David H. Guston is a scholar of science and technology policy and a Foundation Professor at Arizona State University (ASU), where he is the founding director of the School for the Future of Innovation in Society and an associate vice provost in the Julie Ann Wrigley Global Futures Laboratory. He previously led the National Science Foundation-funded Center for Nanotechnology in Society. Guston was inducted as a fellow of the American Association for the Advancement of Science (AAAS) in 2002. Guston's work focuses on research and development policy, the governance of emerging technologies, and public engagement with science.

== Education ==
Guston graduated cum laude from Yale University in 1987. In 1993, he earned a Ph.D. in political science from the Massachusetts Institute of Technology, where his thesis, under the supervision of Eugene B. Skolnikoff, Charles Stewart III, Charles Weiner, and Uday Singh Mehta, explored the shifting boundary between science and politics in post-WWII U.S. society.

== Career and research ==
Guston joined ASU in 2005 as a professor of political science and the associate director of the CSPO, which moved to ASU after Michael M. Crow moved from Columbia to become president at ASU. He was director of the NSF-funded Center for Nanotechnology in Society at ASU, focused on anticipatory governance and the real-time technology assessment of emerging nanotechnologies.

In 2015, Guston became the founding director of the School for the Future of Innovation in Society. He currently serves as an associate vice provost for discovery, engagement, and outcomes at ASU's Julie Ann Wrigley Global Futures Laboratory.

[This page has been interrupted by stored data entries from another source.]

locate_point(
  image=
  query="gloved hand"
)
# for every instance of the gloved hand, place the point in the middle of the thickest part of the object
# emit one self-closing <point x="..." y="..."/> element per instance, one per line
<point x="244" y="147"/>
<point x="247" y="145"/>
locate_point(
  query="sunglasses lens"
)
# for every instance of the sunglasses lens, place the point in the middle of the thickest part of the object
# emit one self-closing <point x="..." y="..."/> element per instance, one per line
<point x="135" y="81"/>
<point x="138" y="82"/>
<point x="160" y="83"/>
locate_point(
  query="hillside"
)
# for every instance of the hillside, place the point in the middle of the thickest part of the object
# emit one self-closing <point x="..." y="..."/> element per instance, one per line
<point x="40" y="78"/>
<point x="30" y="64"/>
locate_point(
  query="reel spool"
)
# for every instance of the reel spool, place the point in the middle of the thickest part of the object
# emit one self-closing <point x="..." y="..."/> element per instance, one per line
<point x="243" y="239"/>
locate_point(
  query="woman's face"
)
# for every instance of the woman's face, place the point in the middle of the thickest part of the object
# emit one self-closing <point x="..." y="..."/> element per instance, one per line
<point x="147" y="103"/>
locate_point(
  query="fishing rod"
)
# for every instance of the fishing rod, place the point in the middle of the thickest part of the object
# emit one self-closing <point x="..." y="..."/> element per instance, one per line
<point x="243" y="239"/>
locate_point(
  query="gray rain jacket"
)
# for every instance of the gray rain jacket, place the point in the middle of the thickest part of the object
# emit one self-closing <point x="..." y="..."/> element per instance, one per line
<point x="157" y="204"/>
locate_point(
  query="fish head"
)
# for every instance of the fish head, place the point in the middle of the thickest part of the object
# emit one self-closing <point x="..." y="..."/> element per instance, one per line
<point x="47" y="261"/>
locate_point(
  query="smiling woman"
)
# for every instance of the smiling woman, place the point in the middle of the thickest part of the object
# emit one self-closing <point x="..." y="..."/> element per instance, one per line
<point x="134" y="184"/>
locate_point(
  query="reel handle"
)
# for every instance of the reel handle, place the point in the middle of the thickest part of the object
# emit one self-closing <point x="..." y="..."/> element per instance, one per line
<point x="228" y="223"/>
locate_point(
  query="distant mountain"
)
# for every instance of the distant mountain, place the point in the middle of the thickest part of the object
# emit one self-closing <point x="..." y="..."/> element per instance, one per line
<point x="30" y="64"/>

Guston's research and writing focus on the "social contract for science," the concept of "boundary organizations," the development of responsible innovation, and "anticipatory governance." His more than 200 publications include peer-reviewed articles, books and book chapters, and public commentary, and his work has been cited more than 20,000 times. His book Between Politics and Science: Assuring the Integrity and Productivity of Research won the American Political Science Association's Don K. Price prize for best book in science and technology policy in 2002

In 2017, Guston was the lead editor of a new edition of Mary Shelley's Frankenstein published by MIT Press. Reviewers say the new edition offers "a valuable set of approaches to the ethical questions the original Frankenstein raises" as well as "lessons for scientists—on hubris, intellectual property, mentorship, isolation, and the temptations of pursuing technical elegance above all else." The publication was part of ASU's Frankenstein Bicentennial Project, which Guston created and helmed with colleague Ed Finn. Finn, Joey Eschrich, and Guston now edit a new series at MIT Press, Imagination, Annotated

Guston was the founding editor of the Journal of Responsible Innovation and continues to serve on its editorial board. He also served as the North American editor of the journal Science and Public Policy

He has appeared on BBC Radio 3, BBC Radio 4, NPR's Science Friday and The Diane Rehm Show. Guston is also contributor to Issues in Science and Technology, and his opinion writing has appeared in The Wall Street Journal, The Chronicle of Higher Education, and elsewhere.